Very little attention has been given to the relationship between the evolution of language and the emotions, and the evolutionary scenario we have drawn is speculative. It is therefore important to suggest some ways of evaluating our proposals. One research avenue would be to compare fMRI patterns of activation in language-trained chimpanzees, young children at an equivalent linguistic stage, and encultured chimpanzees that have not been linguistically trained. Comparisons based on the responses of individuals in the different groups to linguistic and non-linguistic signs, could reveal which areas in the language-trained chimpanzees have been recruited for the new task of symbolic communication and whether some areas are the same as those used by children. The results may point to brain regions that have been developmentally recruited and then evolutionarily expanded and stabilized during human linguistic evolution.
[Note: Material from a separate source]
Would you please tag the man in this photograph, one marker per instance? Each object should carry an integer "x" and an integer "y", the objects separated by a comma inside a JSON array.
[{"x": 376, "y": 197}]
A second type of experiment would investigate the role of transgenerational and epigenetic effects promoting alloparenting. If in early hominins, related females, as well as male and female young of different ages, stayed close together, then exposure to infant-caring may have induced and promoted both the inclination to care and the learning of caring behaviours. It has been shown by cross-fostering experiments between polygynous meadow voles, which do not practise alloparental care, and prairie voles, which do, that male meadow voles can become caring fathers if they are exposed as neonates to the alloparental caring-style of prairie voles. This suggests that altering the social/familial environment could trigger a developmental change in caring style, which could be the basis of further evolution of the trait . It would be interesting to see if similar effects can be observed in primates: fostering experiments, in which tamarins or marmosets (which are alloparenting New World monkeys) adopt young from non-alloparenting but closely related species, and observations of the behaviour of the fostered males when they become parents, might shed light on this possibility.
In a third study, alloparenting and non-alloparenting primates would be exposed, at different developmental periods, to the hormone oxytocin, which is involved in eliciting care and bonding . Identifying probable target genes whose activity is induced by the hormones that are involved in caring would contribute to our understanding of the development of alloparenting behaviour.
The suggested experiments could provide data that might help us to evaluate some aspects of the proposal we have made regarding the interactions between language and emotions. Since human language evolution has been multidimensional, involving different levels of selection, different inheritance systems and complex interactions among different facets of cognition, a synthetic approach as that suggested in this paper can contribute to our understanding of the biology and evolution of human cognition.
We are very grateful to Marion Lamb for her detailed and constructive critique of earlier drafts of the manuscript, to Celia Heyes, Maria Thedoropoulou and Emma Nelson for their helpful comments, and to the referees of this paper, for their critical assessment.